Integrate with PyTorch¶
PyTorch is a popular open source machine learning framework based on the Torch library, used for applications such as computer vision and natural language processing.
PyTorch enables fast, flexible experimentation and efficient production through a user-friendly front-end, distributed training, and ecosystem of tools and libraries.
Instrument PyTorch with Comet to start managing experiments, create dataset versions and track hyperparameters for faster and easier reproducibility and collaboration.
Note: If you are using Pytorch Tensorboard, see our Tensorboard Integration.
Note: This integration also supports PyTorch Distributed Data Parallel. See below.
Start logging¶
Connect Comet to your existing code by adding in a simple Comet Experiment.

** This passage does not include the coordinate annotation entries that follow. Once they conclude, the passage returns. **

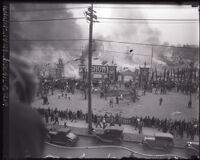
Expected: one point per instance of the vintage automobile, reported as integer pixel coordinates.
(62, 136)
(159, 141)
(192, 148)
(111, 134)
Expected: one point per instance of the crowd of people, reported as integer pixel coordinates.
(175, 127)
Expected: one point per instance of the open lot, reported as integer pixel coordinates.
(148, 105)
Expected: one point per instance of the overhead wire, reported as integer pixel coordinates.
(100, 40)
(40, 20)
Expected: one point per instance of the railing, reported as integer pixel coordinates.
(133, 153)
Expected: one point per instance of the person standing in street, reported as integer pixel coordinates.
(160, 101)
(98, 122)
(117, 99)
(190, 104)
(104, 123)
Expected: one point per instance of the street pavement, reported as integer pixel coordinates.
(174, 105)
(146, 106)
(80, 127)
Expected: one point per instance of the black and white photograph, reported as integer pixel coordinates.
(103, 80)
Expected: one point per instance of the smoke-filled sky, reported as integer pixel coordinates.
(151, 32)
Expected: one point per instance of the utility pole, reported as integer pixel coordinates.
(90, 16)
(151, 56)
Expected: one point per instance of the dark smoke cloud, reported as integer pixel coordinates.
(183, 55)
(42, 30)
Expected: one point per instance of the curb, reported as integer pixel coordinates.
(134, 141)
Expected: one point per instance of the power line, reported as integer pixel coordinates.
(100, 7)
(147, 22)
(47, 40)
(144, 19)
(143, 44)
(125, 53)
(85, 39)
(47, 9)
(40, 20)
(126, 19)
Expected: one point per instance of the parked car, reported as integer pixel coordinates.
(111, 134)
(62, 136)
(159, 141)
(192, 148)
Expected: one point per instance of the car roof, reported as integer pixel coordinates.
(66, 130)
(114, 128)
(167, 135)
(60, 129)
(194, 142)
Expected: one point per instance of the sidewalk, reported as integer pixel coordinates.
(130, 134)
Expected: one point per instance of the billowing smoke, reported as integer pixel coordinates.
(176, 56)
(44, 51)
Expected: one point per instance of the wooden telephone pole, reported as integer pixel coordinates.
(90, 17)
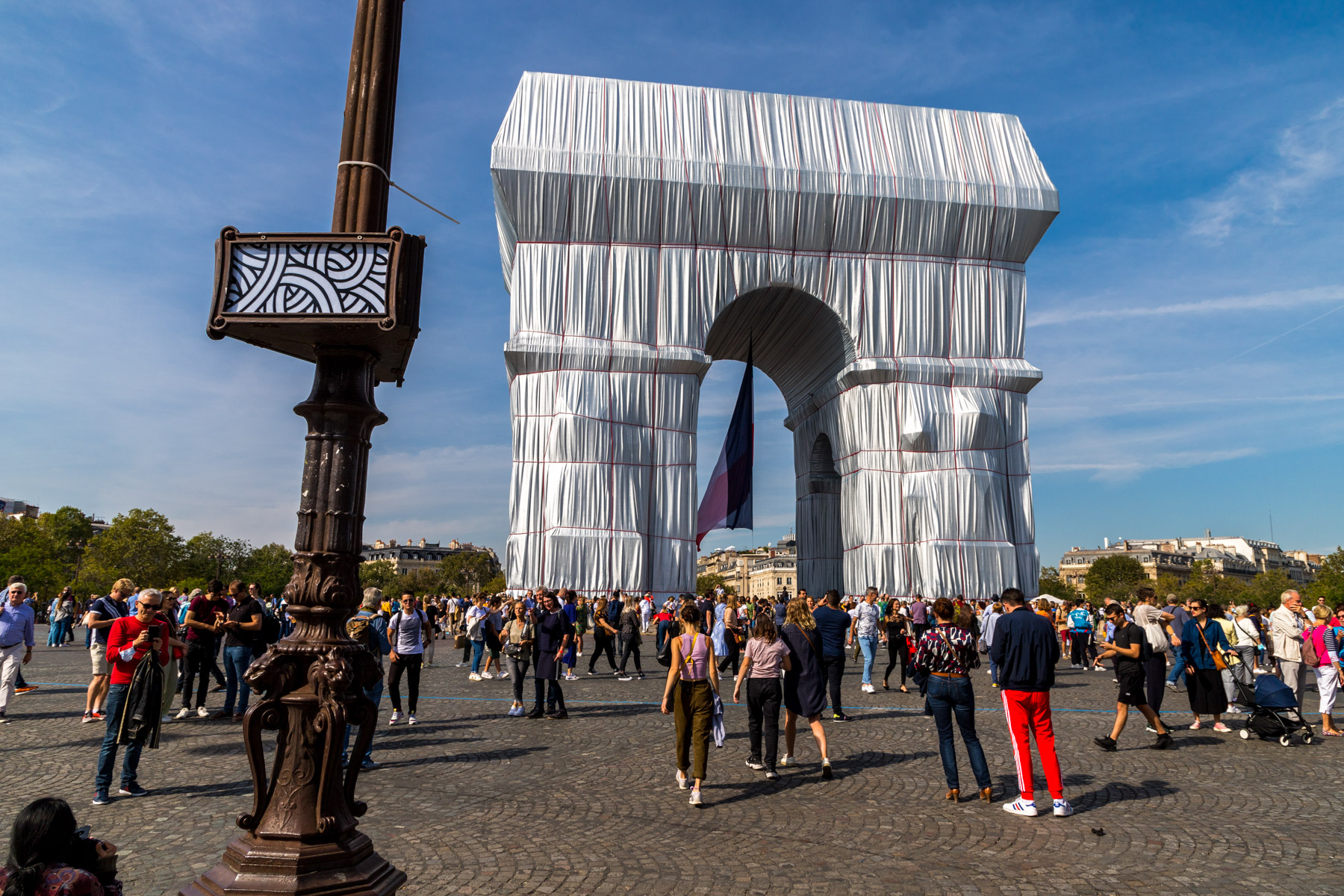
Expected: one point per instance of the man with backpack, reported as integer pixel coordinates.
(1130, 649)
(1080, 635)
(370, 630)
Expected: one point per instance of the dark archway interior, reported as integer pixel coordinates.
(824, 477)
(796, 339)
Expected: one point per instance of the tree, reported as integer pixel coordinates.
(378, 574)
(140, 546)
(1054, 586)
(468, 571)
(421, 582)
(1330, 581)
(1113, 576)
(208, 555)
(270, 566)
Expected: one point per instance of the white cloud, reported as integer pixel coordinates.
(1310, 155)
(1278, 300)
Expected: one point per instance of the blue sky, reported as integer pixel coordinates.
(1187, 307)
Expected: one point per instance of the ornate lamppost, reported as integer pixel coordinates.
(349, 301)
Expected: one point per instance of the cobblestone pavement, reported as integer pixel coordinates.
(473, 801)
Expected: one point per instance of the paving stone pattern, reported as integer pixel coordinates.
(472, 801)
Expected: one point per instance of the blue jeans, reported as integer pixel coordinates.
(376, 694)
(951, 697)
(870, 650)
(235, 665)
(108, 755)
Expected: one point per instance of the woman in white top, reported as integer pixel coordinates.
(688, 696)
(766, 656)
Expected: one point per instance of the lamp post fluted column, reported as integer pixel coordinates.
(302, 835)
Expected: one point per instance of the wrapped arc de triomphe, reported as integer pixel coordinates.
(874, 258)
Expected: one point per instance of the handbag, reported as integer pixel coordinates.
(1156, 637)
(1216, 657)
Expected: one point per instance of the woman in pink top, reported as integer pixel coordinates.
(765, 657)
(692, 682)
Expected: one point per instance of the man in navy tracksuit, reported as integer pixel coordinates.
(1026, 652)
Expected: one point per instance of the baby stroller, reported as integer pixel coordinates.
(1275, 711)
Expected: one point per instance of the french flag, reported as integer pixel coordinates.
(727, 500)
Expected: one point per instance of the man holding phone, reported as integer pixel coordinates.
(205, 622)
(131, 640)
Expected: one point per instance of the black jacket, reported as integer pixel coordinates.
(1026, 650)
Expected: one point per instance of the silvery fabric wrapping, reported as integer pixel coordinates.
(874, 254)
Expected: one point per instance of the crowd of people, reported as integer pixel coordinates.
(784, 655)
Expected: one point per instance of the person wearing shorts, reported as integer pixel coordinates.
(1127, 647)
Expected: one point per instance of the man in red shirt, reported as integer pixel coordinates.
(129, 641)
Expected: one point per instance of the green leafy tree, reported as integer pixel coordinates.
(421, 582)
(140, 546)
(468, 571)
(1113, 576)
(270, 566)
(379, 574)
(1330, 581)
(1055, 586)
(206, 554)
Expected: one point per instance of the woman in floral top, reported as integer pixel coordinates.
(947, 653)
(49, 857)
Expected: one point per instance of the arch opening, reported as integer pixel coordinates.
(796, 339)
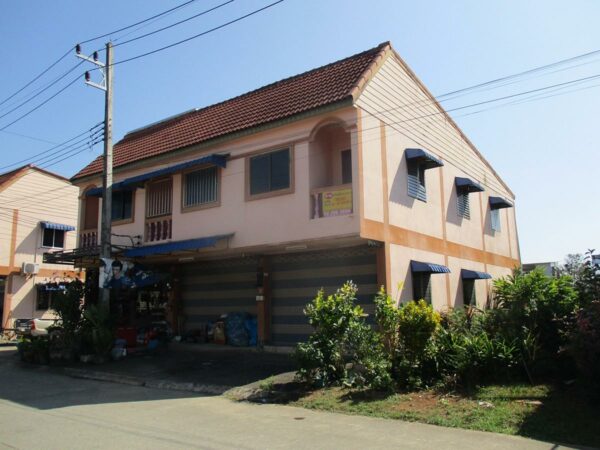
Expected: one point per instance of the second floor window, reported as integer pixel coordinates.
(122, 205)
(159, 198)
(270, 172)
(201, 187)
(53, 238)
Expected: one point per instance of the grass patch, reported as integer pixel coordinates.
(540, 412)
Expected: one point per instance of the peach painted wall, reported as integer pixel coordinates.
(269, 221)
(38, 197)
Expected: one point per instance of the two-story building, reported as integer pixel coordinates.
(351, 171)
(38, 214)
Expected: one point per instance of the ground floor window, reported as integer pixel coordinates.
(421, 286)
(469, 297)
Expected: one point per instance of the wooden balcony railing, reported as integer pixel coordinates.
(332, 201)
(158, 229)
(88, 238)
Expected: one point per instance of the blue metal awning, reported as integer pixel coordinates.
(474, 275)
(417, 266)
(467, 185)
(171, 247)
(57, 226)
(139, 180)
(499, 203)
(217, 160)
(422, 158)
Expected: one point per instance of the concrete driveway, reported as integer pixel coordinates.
(42, 409)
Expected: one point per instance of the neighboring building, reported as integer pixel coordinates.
(38, 213)
(551, 269)
(349, 171)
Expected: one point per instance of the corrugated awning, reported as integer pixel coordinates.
(171, 247)
(57, 226)
(474, 275)
(139, 180)
(499, 203)
(467, 185)
(417, 266)
(423, 158)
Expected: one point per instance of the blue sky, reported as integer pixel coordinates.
(546, 150)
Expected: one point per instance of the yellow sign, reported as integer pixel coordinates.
(337, 203)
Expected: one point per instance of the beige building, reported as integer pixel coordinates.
(38, 214)
(349, 171)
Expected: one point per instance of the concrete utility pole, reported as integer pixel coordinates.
(106, 86)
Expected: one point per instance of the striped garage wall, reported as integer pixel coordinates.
(296, 278)
(213, 288)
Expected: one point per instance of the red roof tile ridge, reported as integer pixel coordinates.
(144, 130)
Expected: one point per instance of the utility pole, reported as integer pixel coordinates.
(106, 221)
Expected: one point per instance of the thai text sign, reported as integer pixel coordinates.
(337, 203)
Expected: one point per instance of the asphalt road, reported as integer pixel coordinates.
(41, 409)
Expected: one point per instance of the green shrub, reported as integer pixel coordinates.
(343, 349)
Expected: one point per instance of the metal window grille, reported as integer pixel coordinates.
(462, 199)
(160, 198)
(201, 187)
(495, 219)
(416, 181)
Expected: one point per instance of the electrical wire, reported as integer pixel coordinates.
(137, 23)
(174, 24)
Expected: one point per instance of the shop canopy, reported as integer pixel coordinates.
(467, 185)
(499, 203)
(139, 180)
(56, 226)
(474, 275)
(423, 158)
(417, 266)
(173, 247)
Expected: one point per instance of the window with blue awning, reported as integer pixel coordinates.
(139, 180)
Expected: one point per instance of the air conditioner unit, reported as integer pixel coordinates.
(30, 268)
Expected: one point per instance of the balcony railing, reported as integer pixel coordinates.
(88, 239)
(158, 229)
(332, 201)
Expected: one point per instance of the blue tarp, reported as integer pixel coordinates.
(422, 157)
(170, 247)
(417, 266)
(474, 275)
(57, 226)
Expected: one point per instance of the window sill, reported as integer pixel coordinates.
(270, 194)
(187, 209)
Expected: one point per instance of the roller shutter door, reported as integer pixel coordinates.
(212, 288)
(296, 278)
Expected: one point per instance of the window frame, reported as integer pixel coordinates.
(271, 193)
(53, 238)
(200, 206)
(147, 188)
(128, 219)
(427, 294)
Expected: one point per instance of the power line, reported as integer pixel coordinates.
(41, 104)
(197, 35)
(38, 76)
(174, 24)
(137, 23)
(52, 148)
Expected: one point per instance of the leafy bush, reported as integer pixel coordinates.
(343, 348)
(536, 312)
(584, 344)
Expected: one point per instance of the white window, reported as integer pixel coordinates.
(201, 187)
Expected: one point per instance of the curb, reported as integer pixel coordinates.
(209, 389)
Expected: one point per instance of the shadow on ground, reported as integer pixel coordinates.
(182, 371)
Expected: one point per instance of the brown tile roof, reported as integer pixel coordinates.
(310, 90)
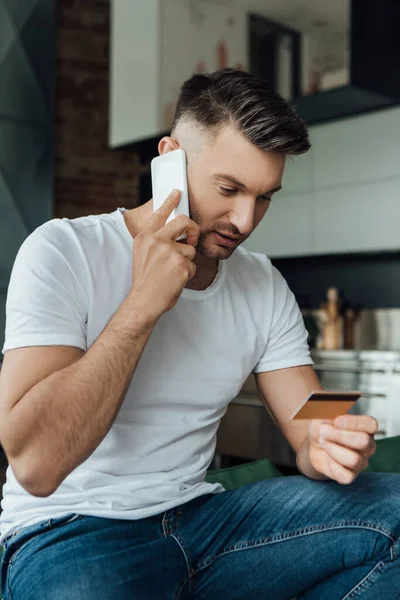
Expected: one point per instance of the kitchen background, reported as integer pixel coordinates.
(86, 89)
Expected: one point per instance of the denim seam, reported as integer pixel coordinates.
(298, 533)
(46, 529)
(185, 553)
(366, 582)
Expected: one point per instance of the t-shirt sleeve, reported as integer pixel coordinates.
(287, 337)
(46, 299)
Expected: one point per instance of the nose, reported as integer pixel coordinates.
(242, 214)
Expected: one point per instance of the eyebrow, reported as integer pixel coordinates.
(241, 185)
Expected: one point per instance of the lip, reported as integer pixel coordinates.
(225, 241)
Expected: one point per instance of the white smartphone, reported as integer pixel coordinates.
(168, 172)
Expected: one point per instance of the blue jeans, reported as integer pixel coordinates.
(275, 539)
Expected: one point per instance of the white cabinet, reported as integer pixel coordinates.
(343, 196)
(358, 218)
(155, 46)
(286, 228)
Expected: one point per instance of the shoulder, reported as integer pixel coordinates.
(70, 238)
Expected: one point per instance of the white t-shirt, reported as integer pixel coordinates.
(69, 278)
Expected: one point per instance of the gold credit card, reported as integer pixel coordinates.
(326, 405)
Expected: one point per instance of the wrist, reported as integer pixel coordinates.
(138, 313)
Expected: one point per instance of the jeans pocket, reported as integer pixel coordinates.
(26, 535)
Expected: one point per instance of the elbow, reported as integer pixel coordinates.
(37, 481)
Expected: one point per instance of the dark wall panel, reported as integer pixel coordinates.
(27, 59)
(365, 280)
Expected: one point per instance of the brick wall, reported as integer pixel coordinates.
(90, 178)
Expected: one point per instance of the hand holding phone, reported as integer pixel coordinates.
(162, 266)
(168, 172)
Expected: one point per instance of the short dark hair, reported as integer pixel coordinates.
(248, 103)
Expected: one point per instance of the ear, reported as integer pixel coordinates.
(167, 144)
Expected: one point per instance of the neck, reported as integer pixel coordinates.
(206, 268)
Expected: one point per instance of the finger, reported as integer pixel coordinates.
(356, 440)
(188, 251)
(315, 428)
(344, 456)
(182, 224)
(357, 423)
(160, 216)
(339, 473)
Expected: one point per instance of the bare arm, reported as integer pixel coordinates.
(54, 426)
(282, 392)
(57, 404)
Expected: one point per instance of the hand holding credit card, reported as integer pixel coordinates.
(322, 404)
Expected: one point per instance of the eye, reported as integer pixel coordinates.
(227, 191)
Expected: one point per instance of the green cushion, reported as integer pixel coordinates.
(385, 460)
(235, 477)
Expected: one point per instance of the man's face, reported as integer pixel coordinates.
(231, 183)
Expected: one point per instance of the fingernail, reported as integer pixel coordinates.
(324, 431)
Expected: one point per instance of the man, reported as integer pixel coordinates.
(117, 373)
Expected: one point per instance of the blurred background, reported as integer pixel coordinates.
(88, 88)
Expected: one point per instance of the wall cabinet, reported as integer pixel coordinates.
(155, 46)
(343, 196)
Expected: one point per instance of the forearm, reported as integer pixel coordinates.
(63, 419)
(304, 464)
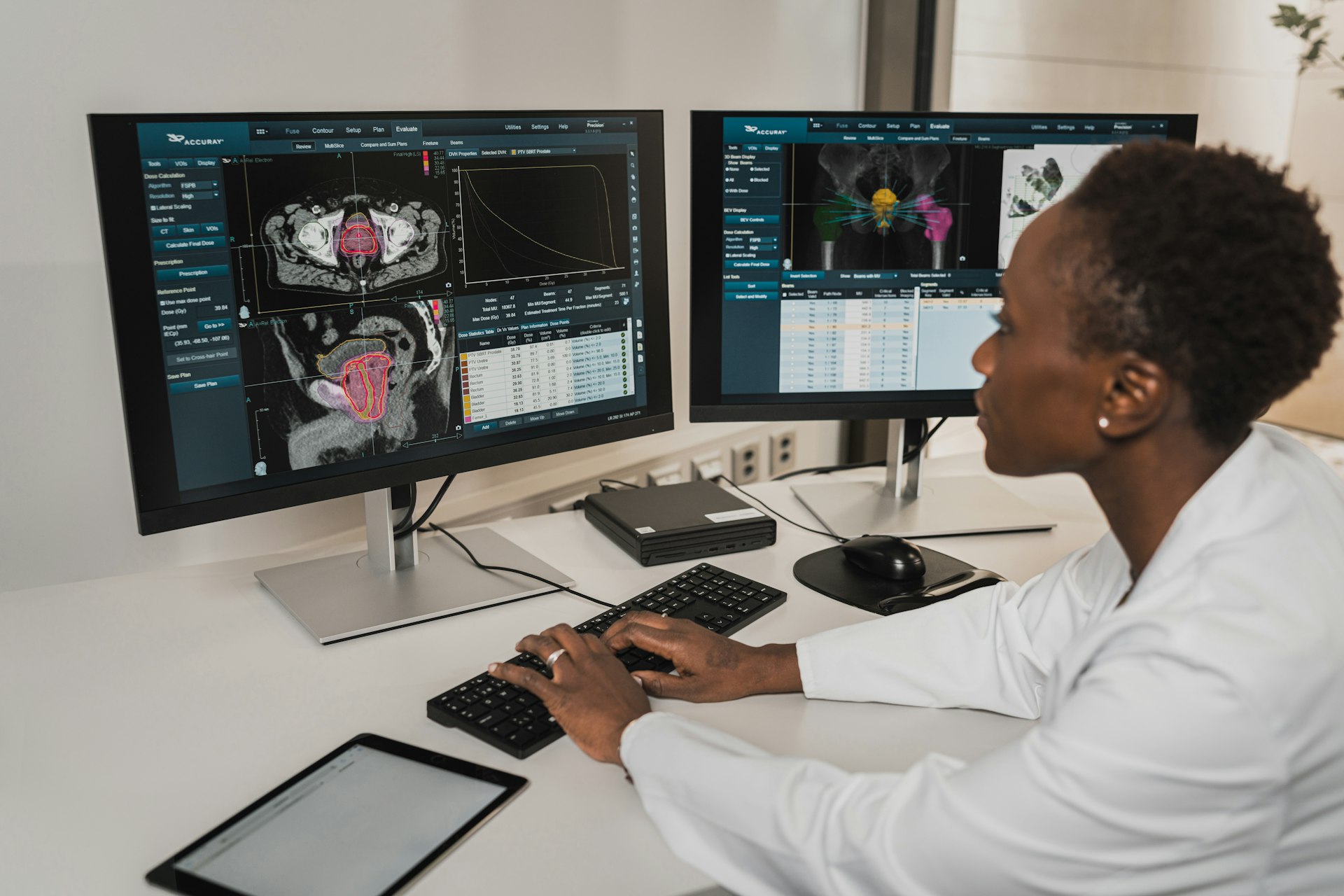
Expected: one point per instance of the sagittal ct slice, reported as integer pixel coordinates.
(354, 238)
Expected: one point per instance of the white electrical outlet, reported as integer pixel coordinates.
(784, 454)
(746, 463)
(707, 466)
(667, 475)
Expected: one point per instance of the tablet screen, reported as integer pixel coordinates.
(351, 828)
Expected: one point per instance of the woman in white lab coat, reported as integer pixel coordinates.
(1187, 669)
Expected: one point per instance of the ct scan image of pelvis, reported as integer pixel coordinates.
(339, 239)
(346, 384)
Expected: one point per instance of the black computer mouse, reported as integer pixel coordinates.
(885, 555)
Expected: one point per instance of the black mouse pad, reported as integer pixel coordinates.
(830, 573)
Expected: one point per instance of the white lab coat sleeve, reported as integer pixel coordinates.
(987, 649)
(1154, 778)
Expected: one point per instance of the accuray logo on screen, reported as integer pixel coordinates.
(201, 141)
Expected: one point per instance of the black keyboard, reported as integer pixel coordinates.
(517, 722)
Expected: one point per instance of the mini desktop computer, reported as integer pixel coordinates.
(314, 305)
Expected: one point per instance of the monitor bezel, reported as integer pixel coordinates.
(127, 248)
(707, 399)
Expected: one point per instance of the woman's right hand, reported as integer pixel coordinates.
(710, 668)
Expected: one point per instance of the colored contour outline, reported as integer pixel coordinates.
(375, 402)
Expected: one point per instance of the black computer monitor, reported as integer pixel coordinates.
(311, 305)
(846, 266)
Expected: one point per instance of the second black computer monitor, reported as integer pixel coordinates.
(846, 265)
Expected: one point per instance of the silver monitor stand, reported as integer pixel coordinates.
(907, 507)
(401, 582)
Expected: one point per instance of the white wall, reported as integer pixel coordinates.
(1315, 160)
(67, 508)
(1218, 58)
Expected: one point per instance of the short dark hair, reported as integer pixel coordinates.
(1208, 262)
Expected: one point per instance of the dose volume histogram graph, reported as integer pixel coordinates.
(524, 220)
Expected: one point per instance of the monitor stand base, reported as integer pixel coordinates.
(955, 505)
(346, 597)
(907, 507)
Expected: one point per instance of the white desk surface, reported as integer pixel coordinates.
(137, 713)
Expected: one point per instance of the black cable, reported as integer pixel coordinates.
(531, 575)
(828, 469)
(430, 510)
(913, 451)
(776, 514)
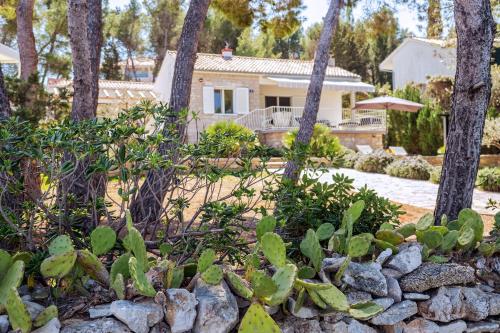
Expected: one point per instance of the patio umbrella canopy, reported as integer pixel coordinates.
(388, 103)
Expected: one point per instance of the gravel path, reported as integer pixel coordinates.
(412, 192)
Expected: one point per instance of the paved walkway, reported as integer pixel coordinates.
(412, 192)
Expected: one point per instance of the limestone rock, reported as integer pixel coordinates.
(452, 303)
(429, 276)
(367, 278)
(103, 325)
(53, 326)
(407, 260)
(395, 313)
(139, 317)
(217, 308)
(180, 310)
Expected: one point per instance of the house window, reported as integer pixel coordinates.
(223, 101)
(277, 101)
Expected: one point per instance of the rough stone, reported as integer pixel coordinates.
(139, 317)
(4, 323)
(429, 276)
(99, 311)
(484, 326)
(421, 325)
(367, 278)
(383, 256)
(416, 296)
(305, 312)
(393, 289)
(395, 313)
(451, 303)
(407, 260)
(457, 326)
(53, 326)
(102, 325)
(217, 308)
(180, 310)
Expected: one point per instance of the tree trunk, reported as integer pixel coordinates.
(26, 38)
(292, 169)
(471, 94)
(147, 206)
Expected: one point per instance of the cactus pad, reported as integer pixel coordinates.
(93, 266)
(141, 283)
(59, 265)
(266, 224)
(102, 239)
(366, 310)
(212, 275)
(239, 286)
(19, 316)
(256, 319)
(284, 279)
(274, 249)
(61, 244)
(325, 231)
(206, 260)
(45, 316)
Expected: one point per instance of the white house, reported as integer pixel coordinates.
(418, 59)
(268, 96)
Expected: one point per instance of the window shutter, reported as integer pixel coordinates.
(242, 101)
(208, 99)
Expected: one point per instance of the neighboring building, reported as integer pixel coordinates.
(114, 96)
(144, 68)
(268, 96)
(418, 59)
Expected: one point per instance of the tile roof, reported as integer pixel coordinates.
(252, 65)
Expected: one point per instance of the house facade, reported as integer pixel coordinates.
(418, 59)
(268, 96)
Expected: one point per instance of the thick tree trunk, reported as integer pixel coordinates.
(471, 94)
(147, 207)
(292, 169)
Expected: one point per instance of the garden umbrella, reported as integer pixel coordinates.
(388, 103)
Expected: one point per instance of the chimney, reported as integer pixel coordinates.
(227, 52)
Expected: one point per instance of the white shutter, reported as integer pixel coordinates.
(242, 101)
(208, 99)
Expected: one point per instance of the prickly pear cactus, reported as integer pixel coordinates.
(266, 224)
(12, 279)
(366, 310)
(284, 279)
(61, 244)
(425, 222)
(19, 316)
(141, 283)
(274, 249)
(212, 275)
(334, 298)
(359, 245)
(102, 239)
(238, 285)
(311, 248)
(93, 266)
(45, 316)
(256, 319)
(407, 230)
(206, 260)
(58, 265)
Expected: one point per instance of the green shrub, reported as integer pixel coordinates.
(374, 162)
(414, 167)
(323, 142)
(435, 175)
(488, 179)
(227, 139)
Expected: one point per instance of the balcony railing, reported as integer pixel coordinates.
(286, 117)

Add the following lines of code to your script or notebook:
import comet_ml
from comet_ml.integration.pytorch import watch
import torch
experiment = comet_ml.start()
# Your code here
model = get_model()
watch(model)
Note
There are other ways to configure Comet. See more here.
Log automatically¶
After an Experiment has been created, Comet automatically logs the following PyTorch items, by default, with no additional configuration:
- Model and graph description
- Training loss
You can easily turn the automatic logging on and off for any or all items. See Configure Comet for PyTorch for more details.
Note
Don't see what you need to log here? We have your back. You can manually log any kind of data to Comet using the Experiment object. For example, use experiment.log_image to log images, or experiment.log_audio to log audio.
End-to-end example¶
Following is a basic example of using Comet with PyTorch.
If you can't wait, check out the results of this example PyTorch experiment for a preview of what's to come.
Install dependencies¶
python -m pip install "comet_ml>=3.44.0" torch torchvision tqdm
Run the example¶
# coding: utf-8
from comet_ml import start, login
from comet_ml.integration.pytorch import log_model, watch
import torch
import torch.nn as nn
import torchvision.datasets as dsets
import torchvision.transforms as transforms
from torch.autograd import Variable
hyper_params = {
"sequence_length": 28,
"input_size": 28,
"hidden_size": 128,
"num_layers": 2,
"num_classes": 10,
"batch_size": 100,
"num_epochs": 5,
"learning_rate": 0.01,
}
# Login to Comet if needed
login()
experiment = start(project_name="comet-example-pytorch-doc")
experiment.log_parameters(hyper_params)
# MNIST Dataset
train_dataset = dsets.MNIST(
root="./data/", train=True, transform=transforms.ToTensor(), download=True
)
test_dataset = dsets.MNIST(root="./data/", train=False, transform=transforms.ToTensor())
# Data Loader (Input Pipeline)
train_loader = torch.utils.data.DataLoader(
dataset=train_dataset, batch_size=hyper_params["batch_size"], shuffle=True
)
test_loader = torch.utils.data.DataLoader(
dataset=test_dataset, batch_size=hyper_params["batch_size"], shuffle=False
)
# RNN Model (Many-to-One)
class RNN(nn.Module):
def __init__(self, input_size, hidden_size, num_layers, num_classes):
super(RNN, self).__init__()
self.hidden_size = hidden_size
self.num_layers = num_layers
self.lstm = nn.LSTM(input_size, hidden_size, num_layers, batch_first=True)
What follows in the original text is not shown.